A fairly clean menu system comprises this TV's software, which allows for picture, sound, and channel (cable/ant) tweaking. I was actually appalled at how few picture options are available on the R400A. Its only picture modes are Standard, Vivid, and Custom. There's also a hidden picture mode (buried treasure!) called Graphics, which is only accessible via HDMI-in from a PC.

Advanced options beyond backlight or brightness adjustment have walked the plank. The R400A allows only for "Noise Reduction" and "MPEG Noise Reduction" as far as processing modes. While I suppose this cuts down on processor tasks and extraneous rigmarole, it also means more adept calibrators will be stuck with just Cool, Standard, and Warm color temperature pre-sets, rather than any advanced white balancing. Lame.

This Sony has a few of the usual tricks, though. It can play back music, video, or photo files via USB; can auto-tune OTA analog/digital programming; and can play shared content from a smart phone via MHL cable... you know, that cable that no one, anywhere, has ever had—ever. This bare bones selection doesn't make me a very jolly Roger... I mean, would it have cost Sony an arm and a peg-leg to flesh out this software a little more?

Comparable Products

Before you buy the Sony Bravia KDL-32R400A, take a look at these other televisions.

The Picture

The picture is great... as long as neither it nor you are moving

Many would argue that black level is the keystone of good video, and I would agree with them. That said, the R400A has a rather excellent black level, which is surprising for a low-end LCD. It's not plasma-dark, but it's certainly of ample quality for medium-level ambient lighting. The R400A also produces a healthily bright image, though it's not as bright as I was expecting.

The R400A's strongest performance area is its consistent color quality.

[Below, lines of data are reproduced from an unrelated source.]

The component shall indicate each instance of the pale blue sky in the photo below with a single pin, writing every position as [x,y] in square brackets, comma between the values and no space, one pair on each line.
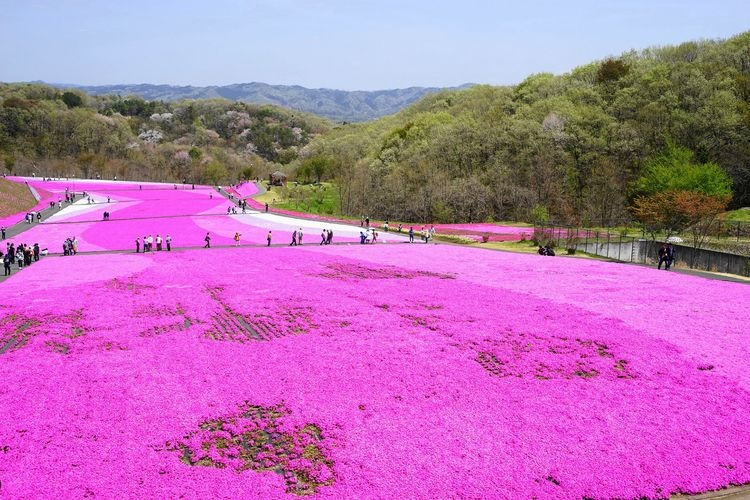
[347,44]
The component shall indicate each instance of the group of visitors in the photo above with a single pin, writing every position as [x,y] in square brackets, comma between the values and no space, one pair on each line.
[326,237]
[368,236]
[22,254]
[546,250]
[425,234]
[70,246]
[29,218]
[297,238]
[148,243]
[666,256]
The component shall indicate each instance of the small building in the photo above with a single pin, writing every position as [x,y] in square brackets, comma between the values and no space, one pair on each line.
[277,178]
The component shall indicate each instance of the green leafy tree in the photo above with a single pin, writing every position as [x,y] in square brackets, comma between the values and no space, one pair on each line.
[677,170]
[72,100]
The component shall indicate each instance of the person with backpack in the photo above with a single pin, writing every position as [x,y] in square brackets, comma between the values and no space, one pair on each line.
[663,257]
[6,264]
[670,256]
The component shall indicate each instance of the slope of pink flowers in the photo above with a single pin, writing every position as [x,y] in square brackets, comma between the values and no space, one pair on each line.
[42,196]
[181,211]
[397,371]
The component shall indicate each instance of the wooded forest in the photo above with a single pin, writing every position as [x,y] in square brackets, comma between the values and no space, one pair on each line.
[67,133]
[571,147]
[578,147]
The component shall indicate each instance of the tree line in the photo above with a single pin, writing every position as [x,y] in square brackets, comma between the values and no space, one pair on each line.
[576,147]
[68,133]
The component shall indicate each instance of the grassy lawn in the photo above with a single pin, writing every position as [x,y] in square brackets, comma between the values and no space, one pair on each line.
[319,199]
[14,198]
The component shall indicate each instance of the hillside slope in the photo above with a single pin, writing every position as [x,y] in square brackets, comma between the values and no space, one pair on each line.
[337,105]
[14,198]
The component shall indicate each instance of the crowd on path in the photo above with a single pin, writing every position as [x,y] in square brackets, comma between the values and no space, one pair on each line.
[149,241]
[666,256]
[546,250]
[23,255]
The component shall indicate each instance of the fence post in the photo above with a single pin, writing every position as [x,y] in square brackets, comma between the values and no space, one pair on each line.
[586,246]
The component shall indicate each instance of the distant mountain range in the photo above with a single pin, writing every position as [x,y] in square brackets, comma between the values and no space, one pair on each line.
[338,105]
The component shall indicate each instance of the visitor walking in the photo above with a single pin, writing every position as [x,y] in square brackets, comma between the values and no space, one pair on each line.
[663,257]
[670,256]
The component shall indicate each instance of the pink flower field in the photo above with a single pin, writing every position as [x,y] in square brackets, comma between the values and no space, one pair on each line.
[393,371]
[141,209]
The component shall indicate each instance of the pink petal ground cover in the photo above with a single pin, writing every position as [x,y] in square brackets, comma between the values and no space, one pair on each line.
[476,232]
[393,371]
[42,196]
[186,214]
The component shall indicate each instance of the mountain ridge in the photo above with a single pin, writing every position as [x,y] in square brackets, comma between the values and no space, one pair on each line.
[337,105]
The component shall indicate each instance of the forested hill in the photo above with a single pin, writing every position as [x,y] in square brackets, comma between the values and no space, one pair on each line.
[568,146]
[337,105]
[47,131]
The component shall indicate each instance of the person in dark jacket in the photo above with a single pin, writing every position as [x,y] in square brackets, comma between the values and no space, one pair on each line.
[670,256]
[663,257]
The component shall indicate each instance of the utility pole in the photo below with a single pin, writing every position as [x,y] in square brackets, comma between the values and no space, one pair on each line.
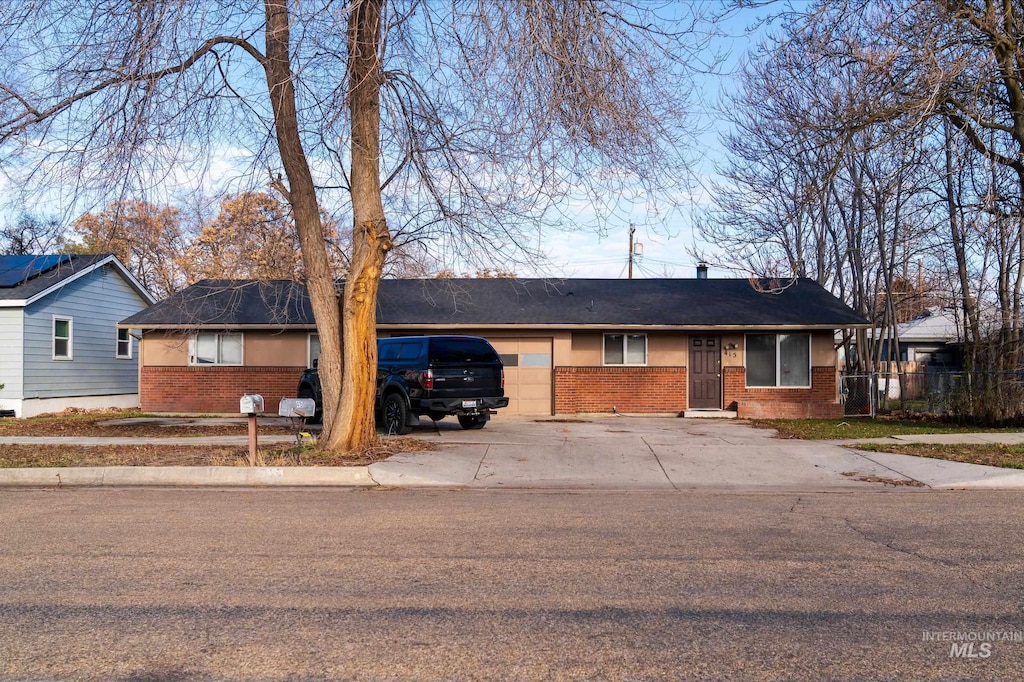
[632,230]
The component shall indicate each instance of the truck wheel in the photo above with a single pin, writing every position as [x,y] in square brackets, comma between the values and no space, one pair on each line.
[472,421]
[306,392]
[394,415]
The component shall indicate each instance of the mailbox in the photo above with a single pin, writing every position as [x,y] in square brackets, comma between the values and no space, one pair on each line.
[250,405]
[297,408]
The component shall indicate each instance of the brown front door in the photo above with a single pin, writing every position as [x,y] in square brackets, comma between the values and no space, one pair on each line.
[706,373]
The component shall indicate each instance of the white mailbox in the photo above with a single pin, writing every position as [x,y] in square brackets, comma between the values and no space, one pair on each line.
[250,405]
[297,408]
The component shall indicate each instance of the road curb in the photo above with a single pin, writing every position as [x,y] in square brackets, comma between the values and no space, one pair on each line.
[188,476]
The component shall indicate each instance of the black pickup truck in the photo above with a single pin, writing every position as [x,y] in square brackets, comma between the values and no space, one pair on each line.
[433,376]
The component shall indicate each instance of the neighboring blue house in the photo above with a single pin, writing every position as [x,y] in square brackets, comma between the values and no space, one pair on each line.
[59,346]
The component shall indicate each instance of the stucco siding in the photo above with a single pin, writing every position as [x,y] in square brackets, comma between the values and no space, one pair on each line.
[94,303]
[11,343]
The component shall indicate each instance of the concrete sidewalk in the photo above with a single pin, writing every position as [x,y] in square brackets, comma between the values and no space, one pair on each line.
[598,453]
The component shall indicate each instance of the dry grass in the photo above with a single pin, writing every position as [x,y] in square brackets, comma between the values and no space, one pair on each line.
[79,423]
[824,429]
[196,456]
[993,455]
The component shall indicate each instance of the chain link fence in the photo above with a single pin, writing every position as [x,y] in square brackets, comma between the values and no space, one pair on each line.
[976,396]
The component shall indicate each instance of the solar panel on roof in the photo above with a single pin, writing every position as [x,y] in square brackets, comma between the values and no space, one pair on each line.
[15,269]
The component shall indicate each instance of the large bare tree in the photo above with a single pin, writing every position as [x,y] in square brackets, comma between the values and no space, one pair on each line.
[451,126]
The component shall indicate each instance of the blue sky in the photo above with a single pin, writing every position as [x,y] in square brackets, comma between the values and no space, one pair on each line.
[666,247]
[582,254]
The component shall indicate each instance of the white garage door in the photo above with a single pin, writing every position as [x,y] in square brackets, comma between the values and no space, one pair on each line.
[528,377]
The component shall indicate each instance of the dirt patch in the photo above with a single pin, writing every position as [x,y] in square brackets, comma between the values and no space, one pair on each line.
[908,482]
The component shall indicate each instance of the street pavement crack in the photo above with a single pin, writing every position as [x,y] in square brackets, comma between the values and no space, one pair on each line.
[480,463]
[658,460]
[877,463]
[960,566]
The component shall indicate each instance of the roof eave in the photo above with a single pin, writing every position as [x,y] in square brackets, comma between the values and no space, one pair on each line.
[128,276]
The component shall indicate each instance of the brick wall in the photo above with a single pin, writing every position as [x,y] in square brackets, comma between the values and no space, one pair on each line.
[629,389]
[214,389]
[818,401]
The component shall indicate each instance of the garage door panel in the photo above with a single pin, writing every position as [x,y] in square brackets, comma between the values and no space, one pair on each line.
[528,375]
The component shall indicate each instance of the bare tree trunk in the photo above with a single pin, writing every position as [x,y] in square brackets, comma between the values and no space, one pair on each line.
[973,336]
[302,197]
[371,239]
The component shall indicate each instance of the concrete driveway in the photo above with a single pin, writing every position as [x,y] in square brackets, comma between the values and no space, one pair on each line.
[637,453]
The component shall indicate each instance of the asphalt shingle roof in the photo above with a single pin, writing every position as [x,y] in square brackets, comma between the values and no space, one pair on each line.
[516,301]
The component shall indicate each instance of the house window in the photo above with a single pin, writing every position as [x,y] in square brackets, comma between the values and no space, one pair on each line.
[220,348]
[625,348]
[61,338]
[312,349]
[778,359]
[124,344]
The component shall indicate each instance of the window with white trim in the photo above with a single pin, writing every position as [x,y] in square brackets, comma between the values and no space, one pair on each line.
[626,349]
[124,344]
[62,331]
[778,360]
[215,348]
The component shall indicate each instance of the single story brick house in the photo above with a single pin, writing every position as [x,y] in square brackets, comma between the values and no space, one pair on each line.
[569,346]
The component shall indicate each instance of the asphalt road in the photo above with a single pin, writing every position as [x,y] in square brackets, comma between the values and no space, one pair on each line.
[420,585]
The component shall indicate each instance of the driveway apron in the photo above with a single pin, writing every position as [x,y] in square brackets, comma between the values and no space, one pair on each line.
[625,453]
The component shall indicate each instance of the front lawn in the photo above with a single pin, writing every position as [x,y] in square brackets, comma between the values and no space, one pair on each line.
[825,429]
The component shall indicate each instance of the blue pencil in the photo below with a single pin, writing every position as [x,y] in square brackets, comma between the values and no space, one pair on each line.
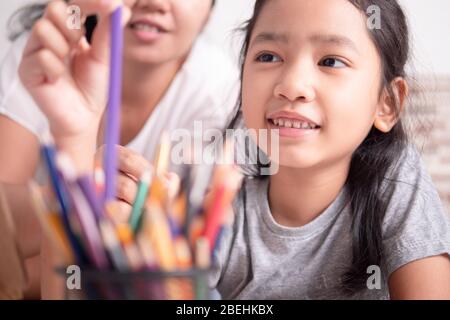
[114,102]
[48,153]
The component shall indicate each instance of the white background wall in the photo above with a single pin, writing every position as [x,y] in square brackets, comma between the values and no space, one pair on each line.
[429,20]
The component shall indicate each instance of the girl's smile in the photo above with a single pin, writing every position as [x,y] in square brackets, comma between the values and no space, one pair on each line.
[292,125]
[147,29]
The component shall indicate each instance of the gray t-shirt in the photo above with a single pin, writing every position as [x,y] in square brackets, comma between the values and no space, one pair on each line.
[259,259]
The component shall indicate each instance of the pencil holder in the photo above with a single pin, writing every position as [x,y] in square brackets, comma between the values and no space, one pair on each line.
[145,285]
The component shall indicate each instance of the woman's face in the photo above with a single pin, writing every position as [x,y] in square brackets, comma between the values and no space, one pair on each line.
[163,30]
[313,72]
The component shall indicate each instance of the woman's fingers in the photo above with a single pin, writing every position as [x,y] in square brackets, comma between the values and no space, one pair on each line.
[45,35]
[57,12]
[100,47]
[129,162]
[126,188]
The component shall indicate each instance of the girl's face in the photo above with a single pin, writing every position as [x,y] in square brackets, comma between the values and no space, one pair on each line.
[312,63]
[163,30]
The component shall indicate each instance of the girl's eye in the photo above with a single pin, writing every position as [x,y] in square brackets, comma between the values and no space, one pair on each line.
[268,58]
[332,63]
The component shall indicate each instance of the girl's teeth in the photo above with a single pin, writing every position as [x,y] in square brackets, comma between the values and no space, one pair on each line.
[145,27]
[289,123]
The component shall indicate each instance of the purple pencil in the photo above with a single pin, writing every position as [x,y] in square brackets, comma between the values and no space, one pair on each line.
[114,102]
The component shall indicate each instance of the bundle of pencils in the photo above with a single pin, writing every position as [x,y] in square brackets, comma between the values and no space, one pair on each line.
[174,225]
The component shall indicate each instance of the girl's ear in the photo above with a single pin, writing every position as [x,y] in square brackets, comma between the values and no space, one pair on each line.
[390,108]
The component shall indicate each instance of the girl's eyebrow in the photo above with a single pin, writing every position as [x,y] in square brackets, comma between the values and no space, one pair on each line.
[334,39]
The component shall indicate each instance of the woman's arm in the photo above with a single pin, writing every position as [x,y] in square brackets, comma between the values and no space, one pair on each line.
[424,279]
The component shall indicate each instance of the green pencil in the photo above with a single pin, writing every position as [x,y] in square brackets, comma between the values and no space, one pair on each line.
[139,201]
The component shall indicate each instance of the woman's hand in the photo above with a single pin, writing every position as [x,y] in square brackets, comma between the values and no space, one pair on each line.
[66,76]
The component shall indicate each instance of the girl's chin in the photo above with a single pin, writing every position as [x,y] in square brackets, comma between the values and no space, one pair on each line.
[144,55]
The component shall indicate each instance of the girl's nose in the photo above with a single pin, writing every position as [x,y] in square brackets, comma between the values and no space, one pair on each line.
[161,6]
[293,86]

Without a doubt, the R400A's strongest performance area is its consistent color quality. This TV saturates its primary hues with just the right amount of color, while maintaining a consistent temperature throughout its gamma curve. Only a trained expert could even try to notice a difference between this TV's color quality and a much higher-end unit, which is impressive.

This little Sony is not without flaw, though. Its motion performance is truly ugly; not awful, but just bad enough to really drag down its score. Moving content will easily blur, and the vivacity of colors on-screen will be lost in the mix. As long as things are relatively still, they look great, but gamers and sports fans will be yanking their hair out trying to watch or play a game here. What's almost worse—*you* can't move either. The R400A's narrow viewing angle demands you sit statuesque at the center of the screen, so don't even think about inviting your pals over for a weekend of TV swashbuckling.

All in all, this Sony sports a mediocre performance, which is a shame, as the areas it performs well in are truly commendable. It might come down to whether you're a glass-is-half-empty, glass-is-half-full kind of person, but in truth, there are better performers out there for the same or less money.

The Verdict

Weigh your options before you drop the anchor on this one

The Sony Bravia KDL-32R400A (MSRP $330) was one of those really disappointing TVs to review, because it came so close to being excellent. The contrast ratio and color quality I tested were well beyond the expected level of performance when dealing with entry-level, but egregious motion and viewing problems really count this TV out.

While it's not a theater shoe-in, a Kuro killer, or even a smart graduation present, the R400A is not without an audience. If you need an affordable TV for casual console gaming, for example, or to watch a film now and then, it's really not a bad choice. Sure, the motion isn't perfect, but it's bearable considering the 720p resolution and small screen size. In short: Shop at your own risk, but remember that this TV makes no safe port for the picture purist.